“[Chloe Charles] sings unique and colourful songwriter-pop songs with and introverted beauty of surprising clarity.”
“With the power of her voice and her stories, [Chloe] is breaking the balance of our accepted customs. She’s not searching for the quiet middle. She is focusing on the unventured edge. Chloe Charles is a brilliant singer, guitarist and songwriter.”
“Poised, charismatic and quirky, Chloe Charles breaks black female vocalist stereotypes as she arrives on stage with her classical guitar, accompanied by viola, double bass, or other unexpected twists and turns of her musical imagination.”
“Charles’ fabulous Joni Mitchell-esque voice…sits perfectly over her moody soundscapes of electronic freak folk which recalls Portishead, Bjork and Feist.”
“Haunting, lush, beautiful… spellbinding guitar work”
Guitar World – 10 Female Guitarists You Should Know
A mere two years ago, a young singer-songwriter and self-taught classical guitarist released her debut EP, Little Green Bud. A fitting title, too, as it set the tone for a fully blossoming career that’s about to go off the scales with the release of Chloe Charles’ first full-length CD, Break The Balance.
Since Little Green Bud, music critics and fans alike have been scurrying to put into words what it is that Chloe does. She’s that spellbindingly different.
Best of luck with that. The press have likened Chloe to everyone from Björk to Billie Holiday, Amy Winehouse to Adele, Alicia Keys to Joni Mitchell. While this reflects her unfathomable range, it goes a long way towards describing why this singing sorceress’ musical magic defies any and all straitjackets of classification.
Fans and music journalist around the world have warmly embraced Chloe’s magic. Since the release of Little Green Bud Chloe has performed 300 shows in 8 countries, graced the cover of International Musician magazine, won Harbourfront’s Soundclash Award, became member of Guild Guitar family and played SXSW, NXNE, CMW and Folk Alliance.
With the heart of a true explorer and a fierce passion for the unexpected, Chloe folds layers of love, loss and resilience to self-discovery and wonder of the world and its gifts into her compositional approach. Her only wish is for you to join her as she traverses all points on what seems an ever-evolving compass.
Weaned on an early childhood in the lush, dense woods of Ontario, the beauty and its uninterrupted silence forged her relationship with sound and the art of listening.
Her discovery of classical guitar just a few short years ago fuelled a love for all things stringed and resonant, plotting a roadmap for a territory inhabited by cello, violin and bass – each song a mini-symphonic stopping point. Here, her penchant for orchestral soul pop and jazz – and a blend of many influences in-between – could happily co-exist within a timeless and ethereal soundscape.

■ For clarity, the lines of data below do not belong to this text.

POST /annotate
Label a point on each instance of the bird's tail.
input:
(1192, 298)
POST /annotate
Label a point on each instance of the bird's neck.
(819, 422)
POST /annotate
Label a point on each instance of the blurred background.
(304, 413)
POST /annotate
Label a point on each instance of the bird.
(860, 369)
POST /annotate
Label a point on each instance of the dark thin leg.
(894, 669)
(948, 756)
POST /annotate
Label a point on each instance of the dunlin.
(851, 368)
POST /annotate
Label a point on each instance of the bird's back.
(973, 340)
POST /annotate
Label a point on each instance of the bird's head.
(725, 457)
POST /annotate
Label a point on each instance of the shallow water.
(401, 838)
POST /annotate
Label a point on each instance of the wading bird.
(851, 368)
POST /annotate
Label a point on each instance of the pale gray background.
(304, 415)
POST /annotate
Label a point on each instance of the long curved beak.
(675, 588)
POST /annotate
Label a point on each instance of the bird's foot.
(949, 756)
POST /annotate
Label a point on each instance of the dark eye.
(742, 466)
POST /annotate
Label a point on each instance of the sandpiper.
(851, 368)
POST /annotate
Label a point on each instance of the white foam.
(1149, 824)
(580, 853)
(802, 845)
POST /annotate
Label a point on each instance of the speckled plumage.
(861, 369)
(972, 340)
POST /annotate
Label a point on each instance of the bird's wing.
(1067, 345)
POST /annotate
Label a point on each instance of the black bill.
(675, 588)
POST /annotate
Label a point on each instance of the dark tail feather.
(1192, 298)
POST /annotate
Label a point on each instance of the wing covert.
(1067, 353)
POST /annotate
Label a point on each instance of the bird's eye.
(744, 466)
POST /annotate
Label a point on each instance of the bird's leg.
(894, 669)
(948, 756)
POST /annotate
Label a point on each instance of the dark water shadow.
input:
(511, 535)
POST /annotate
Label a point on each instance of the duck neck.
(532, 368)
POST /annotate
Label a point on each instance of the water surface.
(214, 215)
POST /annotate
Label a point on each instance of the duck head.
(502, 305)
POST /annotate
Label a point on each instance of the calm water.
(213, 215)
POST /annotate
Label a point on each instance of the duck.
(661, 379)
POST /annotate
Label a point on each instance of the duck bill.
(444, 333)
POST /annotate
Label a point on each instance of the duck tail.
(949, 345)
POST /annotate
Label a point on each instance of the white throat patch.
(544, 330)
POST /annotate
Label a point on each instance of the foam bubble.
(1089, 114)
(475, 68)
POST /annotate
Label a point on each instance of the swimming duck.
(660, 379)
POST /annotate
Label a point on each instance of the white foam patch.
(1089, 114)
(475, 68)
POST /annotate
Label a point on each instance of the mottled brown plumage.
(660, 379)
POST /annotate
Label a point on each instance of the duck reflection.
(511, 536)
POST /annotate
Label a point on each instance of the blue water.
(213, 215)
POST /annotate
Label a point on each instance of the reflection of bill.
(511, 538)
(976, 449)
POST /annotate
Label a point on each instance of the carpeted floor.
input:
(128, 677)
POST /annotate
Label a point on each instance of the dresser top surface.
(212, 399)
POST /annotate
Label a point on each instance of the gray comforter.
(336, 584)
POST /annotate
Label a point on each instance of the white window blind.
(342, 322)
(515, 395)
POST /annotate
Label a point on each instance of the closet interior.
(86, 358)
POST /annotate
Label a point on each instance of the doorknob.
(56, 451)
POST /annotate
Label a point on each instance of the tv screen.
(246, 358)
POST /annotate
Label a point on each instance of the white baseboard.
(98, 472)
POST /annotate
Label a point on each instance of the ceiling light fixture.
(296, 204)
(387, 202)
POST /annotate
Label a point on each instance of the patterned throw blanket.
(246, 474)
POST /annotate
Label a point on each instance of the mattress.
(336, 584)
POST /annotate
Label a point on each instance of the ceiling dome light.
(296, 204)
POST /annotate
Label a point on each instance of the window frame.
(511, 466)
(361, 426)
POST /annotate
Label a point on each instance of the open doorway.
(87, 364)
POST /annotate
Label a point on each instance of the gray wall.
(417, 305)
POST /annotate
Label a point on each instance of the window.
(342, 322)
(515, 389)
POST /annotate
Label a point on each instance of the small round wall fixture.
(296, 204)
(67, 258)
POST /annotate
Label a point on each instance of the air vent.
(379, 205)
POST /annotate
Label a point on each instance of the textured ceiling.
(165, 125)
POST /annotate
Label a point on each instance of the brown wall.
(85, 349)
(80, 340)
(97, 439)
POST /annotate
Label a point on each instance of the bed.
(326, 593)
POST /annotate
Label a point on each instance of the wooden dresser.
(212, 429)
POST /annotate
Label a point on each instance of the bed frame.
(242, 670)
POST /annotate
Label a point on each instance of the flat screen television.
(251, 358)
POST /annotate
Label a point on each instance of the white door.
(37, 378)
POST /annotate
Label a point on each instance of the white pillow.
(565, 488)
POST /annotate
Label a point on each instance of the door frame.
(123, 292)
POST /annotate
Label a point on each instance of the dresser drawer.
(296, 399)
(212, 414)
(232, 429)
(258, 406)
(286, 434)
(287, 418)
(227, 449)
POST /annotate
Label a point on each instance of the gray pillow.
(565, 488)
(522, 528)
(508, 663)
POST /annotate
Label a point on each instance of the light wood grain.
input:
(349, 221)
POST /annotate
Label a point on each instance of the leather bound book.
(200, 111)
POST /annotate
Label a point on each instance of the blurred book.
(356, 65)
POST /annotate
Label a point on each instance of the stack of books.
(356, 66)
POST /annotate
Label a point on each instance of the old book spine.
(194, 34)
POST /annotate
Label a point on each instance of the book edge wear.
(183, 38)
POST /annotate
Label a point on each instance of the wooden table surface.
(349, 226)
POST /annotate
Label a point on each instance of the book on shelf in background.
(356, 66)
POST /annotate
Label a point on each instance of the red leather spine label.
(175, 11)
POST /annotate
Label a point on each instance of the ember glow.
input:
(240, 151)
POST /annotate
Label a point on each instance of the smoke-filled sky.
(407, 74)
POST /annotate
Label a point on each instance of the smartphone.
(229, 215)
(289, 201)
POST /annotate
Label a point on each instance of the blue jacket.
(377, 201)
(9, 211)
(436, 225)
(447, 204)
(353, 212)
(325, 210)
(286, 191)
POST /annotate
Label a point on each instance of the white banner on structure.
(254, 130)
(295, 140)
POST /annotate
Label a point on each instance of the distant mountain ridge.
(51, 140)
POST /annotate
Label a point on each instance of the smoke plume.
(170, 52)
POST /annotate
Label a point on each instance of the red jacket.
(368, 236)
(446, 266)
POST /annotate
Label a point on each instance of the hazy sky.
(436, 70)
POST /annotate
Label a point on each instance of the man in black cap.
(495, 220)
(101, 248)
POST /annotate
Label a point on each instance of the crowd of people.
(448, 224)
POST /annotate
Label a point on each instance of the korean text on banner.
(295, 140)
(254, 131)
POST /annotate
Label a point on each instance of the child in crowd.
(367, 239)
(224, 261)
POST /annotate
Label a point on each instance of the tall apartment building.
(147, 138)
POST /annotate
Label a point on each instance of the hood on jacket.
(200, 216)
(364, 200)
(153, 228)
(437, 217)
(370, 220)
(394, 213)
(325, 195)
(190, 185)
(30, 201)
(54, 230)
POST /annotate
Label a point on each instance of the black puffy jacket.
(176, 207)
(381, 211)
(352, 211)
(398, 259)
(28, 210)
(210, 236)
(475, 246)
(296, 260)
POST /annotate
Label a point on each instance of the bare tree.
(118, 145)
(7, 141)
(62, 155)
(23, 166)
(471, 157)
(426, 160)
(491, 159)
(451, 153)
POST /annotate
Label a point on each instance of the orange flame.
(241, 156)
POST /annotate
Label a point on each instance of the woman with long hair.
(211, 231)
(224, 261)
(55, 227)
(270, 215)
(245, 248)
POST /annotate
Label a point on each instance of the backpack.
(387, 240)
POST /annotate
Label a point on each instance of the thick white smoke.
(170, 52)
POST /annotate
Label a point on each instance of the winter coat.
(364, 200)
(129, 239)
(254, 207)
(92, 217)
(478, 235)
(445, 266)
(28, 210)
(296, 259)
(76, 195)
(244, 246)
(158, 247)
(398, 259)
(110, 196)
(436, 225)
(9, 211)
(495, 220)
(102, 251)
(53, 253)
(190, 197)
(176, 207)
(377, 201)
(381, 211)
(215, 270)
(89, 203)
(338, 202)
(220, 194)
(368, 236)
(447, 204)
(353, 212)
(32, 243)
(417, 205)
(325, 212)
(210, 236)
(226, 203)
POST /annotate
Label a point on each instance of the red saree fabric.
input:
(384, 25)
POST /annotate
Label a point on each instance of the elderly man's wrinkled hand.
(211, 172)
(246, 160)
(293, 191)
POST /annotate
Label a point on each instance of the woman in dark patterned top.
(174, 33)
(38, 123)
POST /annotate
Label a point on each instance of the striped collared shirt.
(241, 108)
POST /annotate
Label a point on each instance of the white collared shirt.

So, who would dare produce the debut CD of this transcendent force field? No less than Duane Lundy (Ben Sollee, Vandaveer) shared the reins with Charles on the development of Break The Balance while Peter Moore (Cowboy Junkies, Willie P. Bennett) handled some of the mastering.
Both were able to lend delicate, panoramic touches through their organic, stripped down contributions. Moore’s painstaking detail in adapting analog warmth to the digital age merged with Lundy’s unorthodox techniques, harnessing low-fidelity distortion, vintage compressors and effects pedals and mic filters fashioned from everyday found objects.
The lead and hallmark track, “Business”, dedicated to everyone going through an identity crisis, sets an edgy pace for this inaugural, full-length release. Voice becomes instrument against an upbeat collision of strings, percussion and powerful chorus – the uniqueness of which serves the narrative perfectly – love is ours, just as we are.
On “My Child”– a soft, delicate number relying on the harp effect from her classical guitar, Chloe takes the lovely melody and wraps words around it like a motherly blanket.
From the title track’s poignant testament to love, to “Soldier”, which turns the meaning of bravery on its head, Chloe asks us to look at life from a fresh perspective. “Captivate” is beyond mosaic, effortlessly weaving 2-3 songs into one, while “Tarot” takes a key melody, aided by gentle percussion, cello and the sounds of a bell and attacks it in reverse. A tale of a journey predicated by two old ladies, “Nottingham Premonitions”, compressed a lifetime’s worth of emotions across its 3:57 length, its only constant being a simpatico blend of strings, classical guitar and gentle percussion – her effervescent vocal front and centre. And this is only a taste of Break The Balance’s 12-song menu.
Indeed, if the response to her appetizer of an EP is any indication, Break The Balance is bound to tip things even further in her favour.
“Somewhere Billie Holiday rests secure her work was not in vain.”